Tell me about your research and how it contributes to the mission of your lab.
In the MPU, we aim to elucidate the molecular determinants of pathogenesis on RNA viruses that cause respiratory disease. In the first few months of my postbac, I was developing a minigenome system for Nipah virus (NiV), a zoonotic paramyxovirus with global pandemic potential. NiV requires a biological safety level 4 (BSL-4) laboratory, but an efficient minigenome system would allow us to study NiV replication in a BSL-2 laboratory. Since January, my focus switched to a range of SARS-CoV-2 research projects—from the development of a nonhuman primate model (Munster VJ, Feldmann F, Williamson BN et al. Respiratory disease in rhesus macaques inoculated with SARS-CoV-2. Nature. 2020) to evaluating the vaccine candidate (ChAdOx1 nCoV-19) (van Doremalen N, Lambe T, Spencer A et al. ChAdOx1 nCoV-19 vaccine prevents SARS-CoV-2 pneumonia in rhesus macaques. Nature. 2020(586):578–82) and a therapeutic treatment (remdesivir) (Williamson BN, Feldmann F, Schwarz B et al. Clinical benefit of remdesivir in rhesus macaques infected with SARS-CoV-2. Nature. 2020), the first drug approved for emergency use by the FDA to treat COVID-19.
What do you enjoy most about being a postbac at RML?
Being a postbac at RML, I mainly enjoy my time in the MPU laboratory and the breathtaking scenery from my desk. The thought of being part of a bigger goal, surrounded by extraordinary people that push me to believe in myself, is what I look forward to every day. I have learned so much from my principal investigator (PI), Emmie de Wit, Ph.D., and my ‘partner in crime’ in the lab, Brandi Williamson – our lab is much more than research and data, it’s a place where unexpected experiences become the most interesting contribution to novel insights and a rewarding career pathway.
What has been the most unique thing about working at RML?
As an NIH trainee, I am part of a community of renowned researchers. Indisputably, the unique experience of being a postbac at RML has relied on the great mentorship and guidance from my PI, who taught me the basics of cellular and molecular biology as well as the components required for doing ethical science — from designing the right experiments to interpreting and accepting the data for what it is. Overall, the community at RML, specifically MPU, has created an environment of learning and acceptance.
What are your future plans and how has your postbac experience inspired you?

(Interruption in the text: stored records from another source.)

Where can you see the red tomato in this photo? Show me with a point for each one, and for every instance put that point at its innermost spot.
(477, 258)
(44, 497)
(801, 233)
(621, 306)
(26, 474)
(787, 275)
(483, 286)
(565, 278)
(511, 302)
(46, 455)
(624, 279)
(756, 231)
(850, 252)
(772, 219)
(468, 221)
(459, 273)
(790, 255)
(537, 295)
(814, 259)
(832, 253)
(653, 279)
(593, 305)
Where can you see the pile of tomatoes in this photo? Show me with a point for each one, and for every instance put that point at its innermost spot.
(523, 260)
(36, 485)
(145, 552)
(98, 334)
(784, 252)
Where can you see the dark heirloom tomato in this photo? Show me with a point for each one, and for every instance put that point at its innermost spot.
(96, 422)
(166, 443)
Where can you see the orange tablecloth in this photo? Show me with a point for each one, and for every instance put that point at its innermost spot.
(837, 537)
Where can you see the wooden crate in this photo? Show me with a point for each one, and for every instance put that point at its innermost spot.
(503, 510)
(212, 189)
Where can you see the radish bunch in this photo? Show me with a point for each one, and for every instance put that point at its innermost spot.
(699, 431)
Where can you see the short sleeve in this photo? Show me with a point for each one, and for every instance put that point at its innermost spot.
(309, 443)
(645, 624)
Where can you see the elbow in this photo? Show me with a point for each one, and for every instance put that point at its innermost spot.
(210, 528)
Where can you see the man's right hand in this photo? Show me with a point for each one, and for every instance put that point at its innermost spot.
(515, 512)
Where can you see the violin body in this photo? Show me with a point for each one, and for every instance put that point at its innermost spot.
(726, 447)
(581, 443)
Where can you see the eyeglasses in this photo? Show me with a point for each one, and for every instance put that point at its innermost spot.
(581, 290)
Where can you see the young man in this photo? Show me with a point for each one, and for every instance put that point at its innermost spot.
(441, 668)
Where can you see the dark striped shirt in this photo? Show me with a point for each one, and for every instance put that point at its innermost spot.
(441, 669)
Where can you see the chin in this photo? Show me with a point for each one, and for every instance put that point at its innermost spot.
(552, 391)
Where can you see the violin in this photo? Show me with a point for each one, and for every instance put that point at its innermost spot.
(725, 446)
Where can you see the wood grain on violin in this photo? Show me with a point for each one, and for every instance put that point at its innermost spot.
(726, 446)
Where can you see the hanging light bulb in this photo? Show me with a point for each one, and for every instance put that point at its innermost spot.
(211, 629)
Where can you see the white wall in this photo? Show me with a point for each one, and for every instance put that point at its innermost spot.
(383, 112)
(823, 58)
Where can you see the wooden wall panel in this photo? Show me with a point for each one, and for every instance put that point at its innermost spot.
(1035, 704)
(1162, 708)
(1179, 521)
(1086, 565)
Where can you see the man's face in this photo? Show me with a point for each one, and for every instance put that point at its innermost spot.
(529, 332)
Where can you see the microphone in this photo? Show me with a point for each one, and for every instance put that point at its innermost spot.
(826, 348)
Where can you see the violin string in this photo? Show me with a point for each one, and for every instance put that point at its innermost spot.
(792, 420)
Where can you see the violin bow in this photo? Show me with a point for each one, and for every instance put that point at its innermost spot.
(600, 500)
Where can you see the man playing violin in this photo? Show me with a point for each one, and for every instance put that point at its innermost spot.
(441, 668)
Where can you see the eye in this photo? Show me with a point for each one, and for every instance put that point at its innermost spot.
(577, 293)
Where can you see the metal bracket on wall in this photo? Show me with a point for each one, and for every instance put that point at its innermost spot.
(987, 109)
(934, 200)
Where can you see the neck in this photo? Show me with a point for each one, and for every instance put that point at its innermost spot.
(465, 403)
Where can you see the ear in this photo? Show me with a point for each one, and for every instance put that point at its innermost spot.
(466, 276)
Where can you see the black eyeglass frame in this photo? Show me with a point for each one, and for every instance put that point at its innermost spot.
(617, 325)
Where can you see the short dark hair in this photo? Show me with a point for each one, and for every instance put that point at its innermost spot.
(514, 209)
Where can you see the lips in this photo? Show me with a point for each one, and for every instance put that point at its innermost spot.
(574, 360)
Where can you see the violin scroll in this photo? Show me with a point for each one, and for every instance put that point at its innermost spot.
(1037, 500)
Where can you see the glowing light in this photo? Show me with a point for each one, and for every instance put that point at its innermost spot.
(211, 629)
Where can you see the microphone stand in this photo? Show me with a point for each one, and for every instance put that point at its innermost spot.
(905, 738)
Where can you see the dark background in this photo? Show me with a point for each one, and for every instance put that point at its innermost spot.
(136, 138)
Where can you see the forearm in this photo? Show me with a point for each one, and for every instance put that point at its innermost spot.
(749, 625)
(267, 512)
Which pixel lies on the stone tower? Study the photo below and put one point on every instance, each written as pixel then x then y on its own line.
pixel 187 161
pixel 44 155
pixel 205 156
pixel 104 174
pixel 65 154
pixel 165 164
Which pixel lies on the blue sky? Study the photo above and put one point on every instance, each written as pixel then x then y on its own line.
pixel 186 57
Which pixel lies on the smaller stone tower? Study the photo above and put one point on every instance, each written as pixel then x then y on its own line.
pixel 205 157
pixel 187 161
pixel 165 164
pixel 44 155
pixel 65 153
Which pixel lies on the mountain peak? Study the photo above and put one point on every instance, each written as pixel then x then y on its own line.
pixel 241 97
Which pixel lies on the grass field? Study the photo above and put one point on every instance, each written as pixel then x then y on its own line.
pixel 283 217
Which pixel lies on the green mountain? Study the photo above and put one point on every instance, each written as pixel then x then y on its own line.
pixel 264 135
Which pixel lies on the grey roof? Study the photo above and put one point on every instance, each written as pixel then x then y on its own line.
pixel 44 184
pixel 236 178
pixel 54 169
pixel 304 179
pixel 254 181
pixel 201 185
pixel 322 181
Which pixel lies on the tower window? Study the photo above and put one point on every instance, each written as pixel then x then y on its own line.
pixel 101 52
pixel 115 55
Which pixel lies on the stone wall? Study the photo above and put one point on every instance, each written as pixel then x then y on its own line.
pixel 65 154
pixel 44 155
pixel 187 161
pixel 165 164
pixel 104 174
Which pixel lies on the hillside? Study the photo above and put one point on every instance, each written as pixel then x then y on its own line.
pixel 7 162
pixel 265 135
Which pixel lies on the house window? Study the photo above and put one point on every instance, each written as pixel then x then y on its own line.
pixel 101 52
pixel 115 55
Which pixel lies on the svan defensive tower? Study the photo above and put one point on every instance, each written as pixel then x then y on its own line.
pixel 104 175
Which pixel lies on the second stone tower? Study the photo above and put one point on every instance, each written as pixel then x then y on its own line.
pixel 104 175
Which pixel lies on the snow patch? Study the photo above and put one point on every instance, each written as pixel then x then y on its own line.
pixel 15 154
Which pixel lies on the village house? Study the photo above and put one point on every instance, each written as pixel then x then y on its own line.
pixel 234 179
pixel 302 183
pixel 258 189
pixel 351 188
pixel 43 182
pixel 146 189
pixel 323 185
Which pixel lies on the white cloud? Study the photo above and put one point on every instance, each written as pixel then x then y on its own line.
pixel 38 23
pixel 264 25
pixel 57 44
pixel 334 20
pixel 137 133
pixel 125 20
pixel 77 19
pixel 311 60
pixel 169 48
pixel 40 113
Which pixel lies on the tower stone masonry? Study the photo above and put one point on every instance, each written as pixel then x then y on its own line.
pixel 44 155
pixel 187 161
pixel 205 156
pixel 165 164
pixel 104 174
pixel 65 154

I joined MPU with little knowledge about viruses and limited background in molecular biology. Nevertheless, I’m fortunate to be part of a fun laboratory with an extraordinary PI and a team that plays a vital role in the responses to the SARS-CoV-2 pandemic. Currently, I’m uncertain what my next steps will be but given my passion for science, I’m sure my future will be in research and who knows, one day I may be the first Hispanic/Latina woman to receive a Nobel Prize in Physiology or Medicine.